Abstract

The nucleotide selectivities of the human P2Y₄(hP2Y₄) and rat P2Y₄ (rP2Y₄) receptor stably expressed in 1321N1 human astrocytoma cells were determined by measuring increases in intracellular [Ca²⁺] under conditions that minimized metabolism, bioconversion, and endogenous nucleotide release. In cells expressing the hP2Y₄ receptor, UTP, GTP, and ITP all increased intracellular [Ca²⁺] with a rank order of potency of UTP (0.55) > GTP (6.59) = ITP (7.38), (EC₅₀, μM). ATP, CTP, xanthine 5′-triphosphate (XTP), and diadenosine 5′,5‴-P¹,P⁴-tetraphosphate (Ap₄A), all at 100 μM, were inactive at the hP2Y₄ receptor. In cells expressing the rP2Y₄receptor, all seven nucleotides increased intracellular [Ca²⁺] with similar maximal effects and a rank order of potency of UTP (0.20) > ATP (0.51) > Ap₄A (1.24) ≈ ITP (1.82) ≈ GTP (2.28) > CTP (7.24) > XTP (22.9). Because ATP is inactive at the hP2Y₄ receptor, we assessed whether ATP displayed antagonist activity. When coapplied, ATP shifted the concentration-response curve to UTP rightward in a concentration-dependent manner, with no change in the maximal response.
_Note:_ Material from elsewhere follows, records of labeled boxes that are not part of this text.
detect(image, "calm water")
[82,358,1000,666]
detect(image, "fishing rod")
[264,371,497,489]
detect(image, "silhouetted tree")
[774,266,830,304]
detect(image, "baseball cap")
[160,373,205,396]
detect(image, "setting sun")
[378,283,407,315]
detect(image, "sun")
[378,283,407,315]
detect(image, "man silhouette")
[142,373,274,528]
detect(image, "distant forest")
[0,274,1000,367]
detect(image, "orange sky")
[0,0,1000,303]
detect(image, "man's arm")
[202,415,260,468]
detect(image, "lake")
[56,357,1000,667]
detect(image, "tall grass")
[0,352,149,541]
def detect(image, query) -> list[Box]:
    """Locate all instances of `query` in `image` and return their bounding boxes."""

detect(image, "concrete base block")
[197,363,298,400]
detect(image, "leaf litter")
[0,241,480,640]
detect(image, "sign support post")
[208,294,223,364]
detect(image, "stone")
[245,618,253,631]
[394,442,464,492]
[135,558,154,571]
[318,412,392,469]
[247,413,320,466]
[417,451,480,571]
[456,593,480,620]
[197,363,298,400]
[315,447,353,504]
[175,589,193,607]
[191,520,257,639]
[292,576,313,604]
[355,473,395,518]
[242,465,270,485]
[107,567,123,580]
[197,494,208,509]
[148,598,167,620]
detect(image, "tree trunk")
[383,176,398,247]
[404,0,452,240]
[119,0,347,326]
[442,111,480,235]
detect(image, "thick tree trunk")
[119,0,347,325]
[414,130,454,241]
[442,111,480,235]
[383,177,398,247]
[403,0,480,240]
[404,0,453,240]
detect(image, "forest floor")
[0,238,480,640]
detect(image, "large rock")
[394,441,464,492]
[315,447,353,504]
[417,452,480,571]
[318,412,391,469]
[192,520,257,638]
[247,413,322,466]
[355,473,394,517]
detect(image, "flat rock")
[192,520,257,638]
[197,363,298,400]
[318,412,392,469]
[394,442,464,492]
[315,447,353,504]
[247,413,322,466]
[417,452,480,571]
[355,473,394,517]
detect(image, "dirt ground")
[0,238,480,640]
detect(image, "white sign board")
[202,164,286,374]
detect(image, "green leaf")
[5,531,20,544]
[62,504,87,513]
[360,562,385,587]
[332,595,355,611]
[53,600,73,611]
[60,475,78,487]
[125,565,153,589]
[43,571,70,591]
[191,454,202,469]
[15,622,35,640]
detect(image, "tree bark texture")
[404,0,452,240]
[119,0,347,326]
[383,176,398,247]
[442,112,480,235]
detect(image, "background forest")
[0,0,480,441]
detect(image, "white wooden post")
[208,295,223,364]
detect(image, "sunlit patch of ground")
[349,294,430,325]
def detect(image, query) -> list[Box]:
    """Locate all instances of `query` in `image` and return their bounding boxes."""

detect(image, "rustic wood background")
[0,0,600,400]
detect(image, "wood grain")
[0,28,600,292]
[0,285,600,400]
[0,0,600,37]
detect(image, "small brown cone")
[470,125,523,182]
A Schild plot derived from these data gave a pA₂ value of 6.15 (K_B = 708 nM) and a slope near unity. Additionally, CTP and Ap₄A (each at 100 μM) inhibited the response to an EC₅₀ concentration of UTP by ∼40 and ∼50%, respectively, whereas XTP had no effect. The inhibitory effects of ATP, CTP, and Ap₄A were reversible on washout. Thus, ATP is a potent agonist at the rP2Y₄receptor but is a competitive antagonist with moderate potency at the hP2Y₄ receptor.